Mit ungeheuren Schwierigkeiten blendete er die Unmenge von Bildern aus, die vor ihm herumwirbelten und hielt sich das Bruchstück im klaren blauen Licht vor die Augen.
Er hatte das Bild schon einmal gesehen. Zunächst war es nicht mehr als ein verschwommener Fleck, wurde dann aber schnell zu einem deutlichen Bild, das in all seiner Schärfe schmerzhaft war. Trotz seiner vollkommenen Deutlichkeit ergab es kaum einen Sinn für Faedryth. Seine Augen schmerzten und drohten zu zerplatzen.

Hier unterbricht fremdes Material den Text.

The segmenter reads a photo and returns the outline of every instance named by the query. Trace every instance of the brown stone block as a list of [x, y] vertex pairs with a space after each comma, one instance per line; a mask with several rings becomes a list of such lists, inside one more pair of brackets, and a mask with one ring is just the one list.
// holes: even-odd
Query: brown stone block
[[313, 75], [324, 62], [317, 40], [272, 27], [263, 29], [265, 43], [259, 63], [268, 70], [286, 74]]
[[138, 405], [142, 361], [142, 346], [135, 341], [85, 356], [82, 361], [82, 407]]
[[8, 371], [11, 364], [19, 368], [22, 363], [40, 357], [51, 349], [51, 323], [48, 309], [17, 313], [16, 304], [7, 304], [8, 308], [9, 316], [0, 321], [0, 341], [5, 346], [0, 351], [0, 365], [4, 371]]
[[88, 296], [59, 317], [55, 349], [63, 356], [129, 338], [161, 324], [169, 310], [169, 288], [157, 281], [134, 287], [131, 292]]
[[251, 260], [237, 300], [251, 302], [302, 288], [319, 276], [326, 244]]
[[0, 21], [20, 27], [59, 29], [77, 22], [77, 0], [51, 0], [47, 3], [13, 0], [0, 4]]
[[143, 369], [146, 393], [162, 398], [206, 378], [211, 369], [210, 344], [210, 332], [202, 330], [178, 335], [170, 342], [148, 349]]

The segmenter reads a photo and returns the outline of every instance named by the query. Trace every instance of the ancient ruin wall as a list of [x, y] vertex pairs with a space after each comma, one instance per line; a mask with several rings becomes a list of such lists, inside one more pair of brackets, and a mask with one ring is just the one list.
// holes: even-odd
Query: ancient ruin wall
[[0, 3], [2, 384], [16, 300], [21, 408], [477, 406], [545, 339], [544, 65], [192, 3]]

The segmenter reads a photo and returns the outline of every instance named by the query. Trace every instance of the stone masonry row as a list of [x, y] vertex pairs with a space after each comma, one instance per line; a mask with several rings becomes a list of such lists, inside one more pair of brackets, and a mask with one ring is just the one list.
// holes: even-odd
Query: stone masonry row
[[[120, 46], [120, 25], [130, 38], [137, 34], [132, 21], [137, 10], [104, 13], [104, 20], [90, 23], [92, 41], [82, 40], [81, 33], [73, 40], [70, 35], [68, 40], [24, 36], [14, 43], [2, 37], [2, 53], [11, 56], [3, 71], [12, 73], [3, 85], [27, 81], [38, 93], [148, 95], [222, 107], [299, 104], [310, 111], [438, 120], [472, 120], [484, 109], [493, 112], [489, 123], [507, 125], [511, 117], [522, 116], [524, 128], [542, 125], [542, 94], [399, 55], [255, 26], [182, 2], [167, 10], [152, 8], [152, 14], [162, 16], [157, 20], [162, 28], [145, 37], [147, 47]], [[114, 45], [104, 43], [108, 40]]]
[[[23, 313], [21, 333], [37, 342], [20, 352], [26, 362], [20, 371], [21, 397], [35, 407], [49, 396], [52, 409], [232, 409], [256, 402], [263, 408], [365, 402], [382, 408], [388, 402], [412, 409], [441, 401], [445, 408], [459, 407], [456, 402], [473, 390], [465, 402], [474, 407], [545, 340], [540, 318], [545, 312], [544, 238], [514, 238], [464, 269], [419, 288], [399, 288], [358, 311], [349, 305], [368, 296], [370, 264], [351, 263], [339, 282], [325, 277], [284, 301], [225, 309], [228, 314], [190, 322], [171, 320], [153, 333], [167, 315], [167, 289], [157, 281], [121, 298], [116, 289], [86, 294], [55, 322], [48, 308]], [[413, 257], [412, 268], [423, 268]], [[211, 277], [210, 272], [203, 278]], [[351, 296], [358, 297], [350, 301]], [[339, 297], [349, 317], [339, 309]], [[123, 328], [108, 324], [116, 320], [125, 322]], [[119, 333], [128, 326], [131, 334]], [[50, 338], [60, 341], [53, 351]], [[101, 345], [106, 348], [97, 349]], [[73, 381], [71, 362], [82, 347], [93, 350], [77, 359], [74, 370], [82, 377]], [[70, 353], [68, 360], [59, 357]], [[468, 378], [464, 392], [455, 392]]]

Es war ihm, als stünde er an dem Ort, den das Bild zeigte. Es war ein vertrauter dunkler Gang, der irgendwo innerhalb seiner eigenen Berge hätte liegen können. Aufgrund der Dünnheit und Maserung des Steins erkannte Faedryth, dass er sich in einem Berggipfel befand. Am Ende des Tunnels, eine Armeslänge entfernt, erkannte er eine Öffnung, hinter der so etwas wie ein Laboratorium inmitten einer großen, durchsichtigen Kugel zu sein schien, die in der offenen Dunkelheit des oberweltlichen Himmels schwebte. Die farbigen Lichterscheinungen, die er gesehen und fälschlich für den Lichtfänger des Bolg-Königs gehalten hatte, waren in Wirklichkeit gleißende Lichter im Innern der Kuppel, die in gleichförmigen Reihen zu Platten zusammengesetzt waren, welche den durchscheinenden Raum umkreisten. Hinter diesen Platten befand sich so etwas wie ein Tisch, und in der waagerechten Oberfläche war eine Tür zu erkennen, durch die helles Licht wie das aus der Flammenquelle leckte.